I have been in this country for the best part of three years now. It's had it's ups and down, and I generally have a healthy love-hate relationship with the place. More often than not, it's hate, but I think that's more for my job than actual society and culture.
Yesterday I had one of the saddest moments I've ever experienced here. I have started teaching regularly at nearby Hiruma elementary school. This is the largest school in the town, yet they never got regular ALT classes until this April. As such, a lot of the kids don't know me. I was sitting in the staff room yesterday waiting for my class to begin, and girl came in. She would be in the third or fourth grade, so she wasn't a total baby. She saw me and stopped dead. I said 'hello' as I usually do to all kids who stare at me. She jumped a MILE into the air, said, in Japanese, that I was really scary, and ran out of the room. Well. That went well. Most kids in town, whether I teach them or not, have seen me. Most would say hello, or konnichiwa back to me. This girl didn't know where to look. That's the first time that's ever happened to me. It would have been fun if this girl had smiled, or given some hint that she had seen me before, or had some sort of twinkle in her eye. But she didn't. Ugh.
Things like yesterday make me want to take the collective Japanese population and shake some sense into them. The level of their insularity in this day and age is staggering and frustrating. I think I have given up on trying to internationalise them. The task has become tedious and repetitive. I remember my friends who were going home last summer felt this way as well. I am worn out in this job, bored to tears. I don't regret for a second staying three years. But it's time. And it's time that is causing me problems.

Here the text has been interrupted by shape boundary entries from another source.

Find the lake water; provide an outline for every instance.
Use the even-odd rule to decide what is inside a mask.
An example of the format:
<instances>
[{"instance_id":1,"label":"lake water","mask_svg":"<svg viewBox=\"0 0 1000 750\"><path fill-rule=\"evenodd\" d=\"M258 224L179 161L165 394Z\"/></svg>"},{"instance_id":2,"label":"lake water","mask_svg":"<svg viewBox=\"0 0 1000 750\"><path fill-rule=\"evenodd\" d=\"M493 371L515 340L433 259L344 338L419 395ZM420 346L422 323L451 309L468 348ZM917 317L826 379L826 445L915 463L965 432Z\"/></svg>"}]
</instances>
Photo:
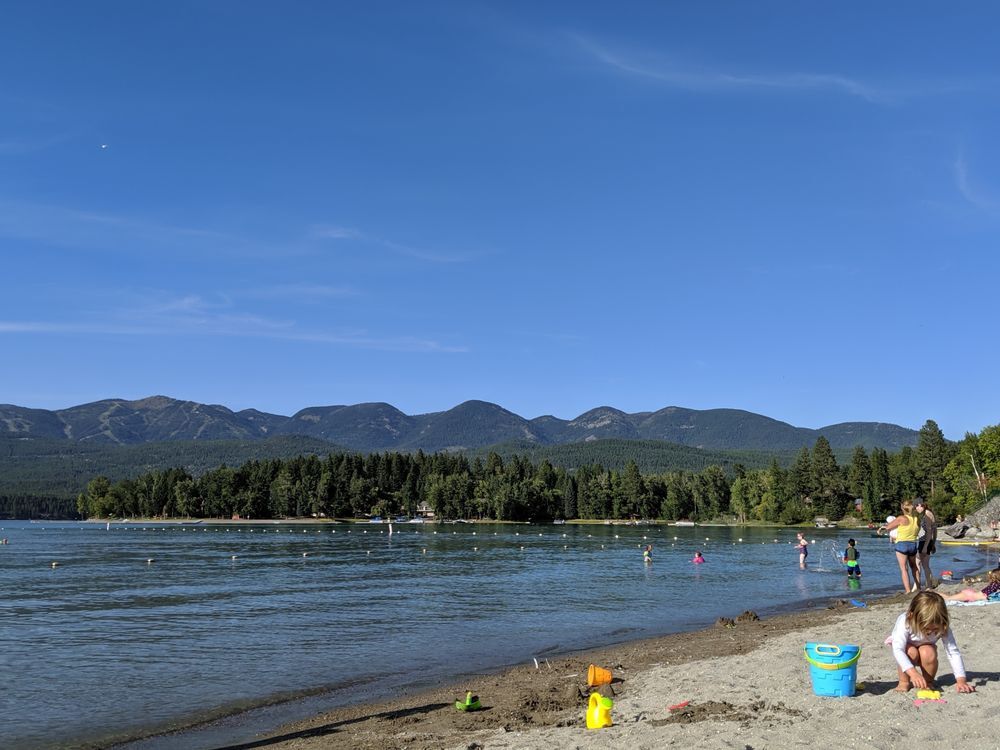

I am stuck between a rock and a hard place these days... I have so many things planned that I am looking forward to (frisbee, camping, visiting Kochi, rafting etc...), and yet they are all in the future. The faster they come, the faster going home comes as well. I am so ready to be finished this damn job, and be out of this damn country for a while. I am not ready to say goodbye to all these people. I guess that's why I'm coming back. I am such an odd mix of feelings these days. I am happy to be finishing, but so unhappy to be leaving. I keep meeting all these wonderful people, and I know that I would love to spend a significant amount of time with all of them. But time is pretty much up. I don't know how to balance myself out. I feel like I'm bobbing along with little control over my life. Which is nonsense, I have total control. I am dying for something to change, but afraid because I know what form that change will take. I need some sleep.